Sie beugte sich herunter und hauchte einen Kuss auf Danis kalte Lippen, dann ging sie.

Dani wollte ihr hinterherlaufen, doch obwohl sie das wollte, fühlte sie sich so, als wäre sie an ihren Stuhl gefesselt, konnte nicht aufstehen. Ihre Beine gehorchten ihr nicht.

»Wo ist Frauke hingegangen?«

Nach einer endlos langen Zeitspanne, von der Dani nicht sagen konnte, wie lange sie gedauert hatte, hörte sie Manus Stimme.

»Wann kommt sie wieder?«

»Gar nicht.« Danis Stimme war so leise, dass sie die Musik nicht übertönen konnte.

»Was?« Manu beugte sich zu ihr. »Was hast du gesagt?« Sie brachte ihr Ohr nah an Danis Mund.

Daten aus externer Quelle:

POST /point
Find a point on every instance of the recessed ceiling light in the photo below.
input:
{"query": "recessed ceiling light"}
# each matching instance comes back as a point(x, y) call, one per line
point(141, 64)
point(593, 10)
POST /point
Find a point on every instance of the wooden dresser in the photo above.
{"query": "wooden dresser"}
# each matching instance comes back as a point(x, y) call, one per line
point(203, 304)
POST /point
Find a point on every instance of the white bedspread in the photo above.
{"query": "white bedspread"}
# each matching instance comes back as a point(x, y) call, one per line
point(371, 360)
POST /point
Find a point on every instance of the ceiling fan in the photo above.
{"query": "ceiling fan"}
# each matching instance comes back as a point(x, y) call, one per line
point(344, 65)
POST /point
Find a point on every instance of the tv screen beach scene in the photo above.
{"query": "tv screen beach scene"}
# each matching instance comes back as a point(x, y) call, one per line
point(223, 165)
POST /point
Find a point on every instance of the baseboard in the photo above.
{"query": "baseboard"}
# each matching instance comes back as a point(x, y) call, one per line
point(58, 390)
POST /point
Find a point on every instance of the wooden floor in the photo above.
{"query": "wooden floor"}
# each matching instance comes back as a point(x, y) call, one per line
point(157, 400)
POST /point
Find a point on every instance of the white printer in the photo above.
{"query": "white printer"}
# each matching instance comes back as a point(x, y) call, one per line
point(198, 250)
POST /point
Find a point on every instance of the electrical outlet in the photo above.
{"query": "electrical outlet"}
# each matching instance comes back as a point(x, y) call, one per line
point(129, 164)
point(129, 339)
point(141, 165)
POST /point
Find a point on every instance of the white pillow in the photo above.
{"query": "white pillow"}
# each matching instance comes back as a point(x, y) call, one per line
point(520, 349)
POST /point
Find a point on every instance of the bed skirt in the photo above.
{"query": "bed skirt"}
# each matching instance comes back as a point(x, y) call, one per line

»Gar nicht«, wiederholte Dani tonlos. »Sie hat sich gerade von mir getrennt. Ihre Sachen hat sie schon aus der Wohnung geholt, sagte sie.«

Manuela drehte das Gesicht zu ihr und sah so verblüfft aus wie eine Anime-Figur mit weit aufgerissenen runden Augen, die ins Leere starrt. »Du willst mich wohl auf den Arm nehmen.«

»Nein, leider nicht.« Dani räusperte sich. »Und sie wohl auch nicht.«

»Und was ist jetzt mit dem Dessert? Und der Überraschung?«, fragte Manu. »Das Mädel, das aus der Torte springt? In Strapsen?«

Auf einmal ohne jedes Gefühl in sich zuckte Dani die Schultern. »Die Leute werden bestimmt trotzdem ihren Spaß damit haben. Aber ich wohl nicht.«

Endlich konnte sie ihre Beine wieder bewegen und stand auf.

»Ich glaube, die Geburtstagsparty ist gelaufen. Und mein Heiratsantrag auch.« Sie holte tief Luft. »Sag den anderen am besten nichts davon. Sie sollen denken, Frauke und ich sind verschwunden, um ihren Geburtstag allein zu feiern.« Sie lachte hohl auf. »Im Schlafzimmer. Das hatte ich ehrlich gesagt auch vorgehabt.«

»Aber –« Manu streckte einen Arm nach ihr aus, als Dani sich vom Tisch entfernte.

»Bis morgen, Manu«, verabschiedete sie sich. »Habt noch viel Spaß. Denkt nicht mehr an uns.«

Ein Uns gibt es ja anscheinend sowieso nicht mehr, dachte sie, als sie hinausging.

Obwohl sie das bis vor ein paar Minuten noch nicht gewusst hatte.

3

»Du kommst zur Arbeit?« Manus Stimme klang tatsächlich besorgt. Was nicht so ganz ihrem Charakter entsprach. Es sei denn, es ging um sie selbst. »Ich dachte, du kämst heute nicht.«

Dani hatte das Gefühl, sie schleppte ihre Laptoptasche zu ihrem Schreibtisch, obwohl das Ding ja wirklich nichts wog und sie es normalerweise kaum spürte.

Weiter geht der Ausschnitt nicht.